WARSAW, POLAND
Harvath had thought it a fitting tribute to Reed Carlton that he and his team had used the same family of smugglers to get them into and out of Belarus that the Old Man had used back in the days of the Iron Curtain.
Two more of Harvath’s teammates—another ex–Delta Force operative named Palmer and the team’s only female member, a former Army soldier named Ashby—had been held in reserve to act as a quick reaction force if anything had gone wrong.
Thankfully, nothing had, which was rare. It had been a good, clean operation and Al-Masri’s death had already made the news. Harvath hoped it would win him a few brownie points back at the office. Lately, it felt like he had been in the penalty box.
Over the course of the last month, he had been assigned to operations in four different countries—Tajikistan, Afghanistan, India, and Romania. He was overdue to rotate home. Yet the powers that be back in Northern Virginia had told him to stay put, in Bucharest of all places.
It wasn’t that Bucharest was a bad city. It actually had quite a lot going for it. He’d made a couple of good contacts in the Romanian Intelligence community and had been keeping his skills sharp cross-training with their Special Forces. But it wasn’t like being home. And that, he suspected, was the point.

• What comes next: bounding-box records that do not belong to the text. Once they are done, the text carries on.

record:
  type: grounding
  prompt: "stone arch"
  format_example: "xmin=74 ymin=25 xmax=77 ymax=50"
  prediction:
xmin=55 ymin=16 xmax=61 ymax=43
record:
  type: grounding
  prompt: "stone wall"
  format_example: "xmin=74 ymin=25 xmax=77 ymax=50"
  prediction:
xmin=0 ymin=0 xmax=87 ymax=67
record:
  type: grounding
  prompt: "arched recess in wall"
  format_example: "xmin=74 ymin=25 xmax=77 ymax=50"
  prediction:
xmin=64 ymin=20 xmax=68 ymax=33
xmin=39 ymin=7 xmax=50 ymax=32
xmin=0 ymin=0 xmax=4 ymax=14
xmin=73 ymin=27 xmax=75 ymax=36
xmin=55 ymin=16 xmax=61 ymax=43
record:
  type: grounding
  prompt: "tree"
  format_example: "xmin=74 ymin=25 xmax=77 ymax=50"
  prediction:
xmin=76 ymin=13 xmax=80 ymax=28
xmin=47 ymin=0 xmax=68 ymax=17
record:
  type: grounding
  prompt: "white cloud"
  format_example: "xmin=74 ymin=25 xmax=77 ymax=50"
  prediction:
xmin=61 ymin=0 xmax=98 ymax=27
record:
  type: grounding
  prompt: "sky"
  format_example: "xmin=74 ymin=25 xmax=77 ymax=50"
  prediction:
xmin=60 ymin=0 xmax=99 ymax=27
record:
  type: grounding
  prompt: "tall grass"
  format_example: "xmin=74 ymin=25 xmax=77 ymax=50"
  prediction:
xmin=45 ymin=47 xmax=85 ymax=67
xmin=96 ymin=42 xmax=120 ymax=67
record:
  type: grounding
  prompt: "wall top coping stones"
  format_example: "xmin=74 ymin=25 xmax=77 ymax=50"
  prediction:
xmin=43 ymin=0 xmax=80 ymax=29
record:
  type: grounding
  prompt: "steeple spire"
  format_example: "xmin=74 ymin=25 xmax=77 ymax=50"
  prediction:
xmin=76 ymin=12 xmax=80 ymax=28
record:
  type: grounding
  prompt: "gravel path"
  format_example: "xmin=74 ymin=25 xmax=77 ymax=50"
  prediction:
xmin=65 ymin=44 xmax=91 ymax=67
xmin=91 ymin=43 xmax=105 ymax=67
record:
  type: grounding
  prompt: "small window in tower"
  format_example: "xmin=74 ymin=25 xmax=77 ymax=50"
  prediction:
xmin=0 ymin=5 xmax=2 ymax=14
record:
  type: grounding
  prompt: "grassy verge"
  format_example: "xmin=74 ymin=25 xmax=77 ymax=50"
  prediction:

The phrase be careful what you wish for had kept pinging in his head. Because he had made it clear that he didn’t want to stop doing fieldwork, his employer appeared to be giving him exactly what he said he wanted. They were keeping him overseas and keeping him busy with mission after mission.
Was it a punishment? Some sort of twisted tactic meant to grind him down and get him to tap out? Or was the Carlton Group just that busy? Despite pushing for clarification, none had been forthcoming.
Compounding his frustration was the fact that he was engaged to a woman who lived in Oslo and two months had passed since they had last seen each other.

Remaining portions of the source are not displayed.